Erik Voeten — Green Industrial Policy & Geopolitics of Investment in Critical Minerals and Batteries

Brown Watson Institute
Brown Watson InstituteApr 17, 2026

Why It Matters

China’s control of critical‑mineral and battery supply chains threatens Western energy security and industrial competitiveness; effective, credible policy is essential to diversify sources and sustain the global clean‑energy transition.

Key Takeaways

  • China dominates processing of 19 of 20 critical minerals globally.
  • Chinese battery production controls over 80% of anodes and cells.
  • U.S. Inflation Reduction Act ties EV credits to non‑Chinese supply chains.
  • Policy credibility and beneficiary distribution challenge Western industrial strategies.
  • Shifting supply to allied countries faces long timelines and political risk.

Summary

The video examines how China’s aggressive green industrial policy has secured dominance over critical‑mineral processing and battery manufacturing, raising strategic concerns for the United States and Europe.
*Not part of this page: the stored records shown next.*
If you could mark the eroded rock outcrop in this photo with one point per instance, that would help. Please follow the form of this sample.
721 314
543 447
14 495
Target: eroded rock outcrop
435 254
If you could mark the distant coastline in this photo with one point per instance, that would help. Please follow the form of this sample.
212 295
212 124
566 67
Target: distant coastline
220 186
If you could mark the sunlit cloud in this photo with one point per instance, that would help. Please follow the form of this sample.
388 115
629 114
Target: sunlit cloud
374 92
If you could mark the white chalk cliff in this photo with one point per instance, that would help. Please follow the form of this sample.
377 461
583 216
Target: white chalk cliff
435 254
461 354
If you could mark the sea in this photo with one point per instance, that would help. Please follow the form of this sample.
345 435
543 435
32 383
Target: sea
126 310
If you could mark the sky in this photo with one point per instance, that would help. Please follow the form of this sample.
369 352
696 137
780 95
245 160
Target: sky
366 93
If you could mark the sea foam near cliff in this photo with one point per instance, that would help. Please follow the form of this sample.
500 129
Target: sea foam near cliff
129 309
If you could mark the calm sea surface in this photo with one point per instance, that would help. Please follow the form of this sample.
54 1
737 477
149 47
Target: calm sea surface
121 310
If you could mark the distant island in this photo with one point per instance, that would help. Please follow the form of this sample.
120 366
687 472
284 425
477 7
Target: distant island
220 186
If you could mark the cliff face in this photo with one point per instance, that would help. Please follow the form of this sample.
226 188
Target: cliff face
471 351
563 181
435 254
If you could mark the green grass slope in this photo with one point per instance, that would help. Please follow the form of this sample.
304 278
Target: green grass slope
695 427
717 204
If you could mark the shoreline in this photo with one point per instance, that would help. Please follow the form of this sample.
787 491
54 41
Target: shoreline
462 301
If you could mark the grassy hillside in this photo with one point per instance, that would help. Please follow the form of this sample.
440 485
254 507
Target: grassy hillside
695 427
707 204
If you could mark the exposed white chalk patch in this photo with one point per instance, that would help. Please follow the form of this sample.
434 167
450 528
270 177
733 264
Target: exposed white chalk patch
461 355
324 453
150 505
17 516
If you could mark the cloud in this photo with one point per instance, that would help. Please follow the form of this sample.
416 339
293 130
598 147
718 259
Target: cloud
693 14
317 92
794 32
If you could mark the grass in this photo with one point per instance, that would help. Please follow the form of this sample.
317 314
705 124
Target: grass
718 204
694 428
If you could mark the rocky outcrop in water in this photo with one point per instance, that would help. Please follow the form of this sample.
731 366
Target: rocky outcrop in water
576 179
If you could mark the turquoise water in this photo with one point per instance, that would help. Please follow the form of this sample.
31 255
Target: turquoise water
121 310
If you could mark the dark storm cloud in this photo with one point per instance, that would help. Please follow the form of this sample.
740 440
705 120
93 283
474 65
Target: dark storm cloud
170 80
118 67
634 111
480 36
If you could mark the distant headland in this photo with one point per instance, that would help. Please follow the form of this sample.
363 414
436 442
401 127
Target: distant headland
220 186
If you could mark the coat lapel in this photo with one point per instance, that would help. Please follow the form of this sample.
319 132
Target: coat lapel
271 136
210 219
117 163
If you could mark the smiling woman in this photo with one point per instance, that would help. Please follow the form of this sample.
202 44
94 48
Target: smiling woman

It outlines China’s control of 19 of the 20 most used critical minerals, its 82% share of global anode production, 84% of cell output, and roughly two‑thirds of EV battery assembly. Key data points include China’s near‑total grip on refining stages—especially graphite, rare earths, and lithium—and the weaponization risk demonstrated when Beijing imposed rare‑earth export bans. The speaker highlights the U.S. Inflation Reduction Act’s $7,500 EV tax credit, which mandates that a high‑percentage of the battery supply chain reside in the United States, North America, or countries with a free‑trade agreement, while excluding “foreign entities of concern,” chiefly Chinese firms. Illustrative anecdotes feature a Hyundai plant accused of funneling taxpayer benefits to Korean firms, a graphite producer’s “holding a wolf by the mouth” analogy, and congressional lobbying that steered IRA incentives toward Republican districts to secure political backing. These examples reveal how perceived foreign benefit erodes domestic support for industrial subsidies. The analysis concludes that Western attempts to replicate China’s model must overcome credibility—ensuring long‑term policy stability—and distribution challenges—selecting winners without alienating key constituencies. Successful re‑shoring will require coordinated incentives, reliable trade partners, and realistic timelines, lest the energy transition remain vulnerable to a single dominant supplier.

Original Description

The U.S. and Europe view China’s dominance in critical minerals and the battery supply chain as a security threat, which motivates increasingly aggressive coercive policies. Yet, can industrial policies help diversify global supply chains through incentives? We study this question in the context of the U.S. Inflation Reduction Act (IRA) of 2022, which offered incentives for battery manufacturers to reduce reliance on China and gave preferential treatment to countries with a Free Trade Agreement (FTA). We argue that industrial policies can be effective but that they face strong credibility and distributive challenges. We first use an event study to show that major Chinese battery manufacturers and critical mineral companies suffered significant negative abnormal returns compared to firms in FTA countries in the days following the surprise IRA announcement. A difference-in-differences analysis of data on greenfield and brownfield investments then shows that since the IRA took effect, FDI in countries with an IRA-compliant FTA have increased significantly compared to those geopolitical allies of the US without an FTA. This investment effect is statistically and substantively significant, and driven entirely by non-Chinese investors. However, the effect disappeared in the second half of 2024 when the election of President Trump, who vowed to dismantle the IRA, became more likely. These findings thus demonstrate both the potential and limits of industrial policy as a foreign policy tool.
Erik Voeten is the Peter F. Krogh Professor of Geopolitics and Justice in World Affairs at Georgetown University’s Edmund A. Walsh School of Foreign Service and Government Department. He is the director of the Mortara Center for International Studies. Professor Voeten’s research examines the role of international institutions and law in international affairs and, more recently, the political economy of the energy transition. He is a past editor of the academic journals International Organization and Research and Politics. He is one of the editors of the new site Good Authority and previously edited the Monkey Cage Washington Post blog. He teaches classes on international relations theory, international institutions, and statistical methods. His book, Ideology and International Institutions appeared with Princeton University Press in January 2021.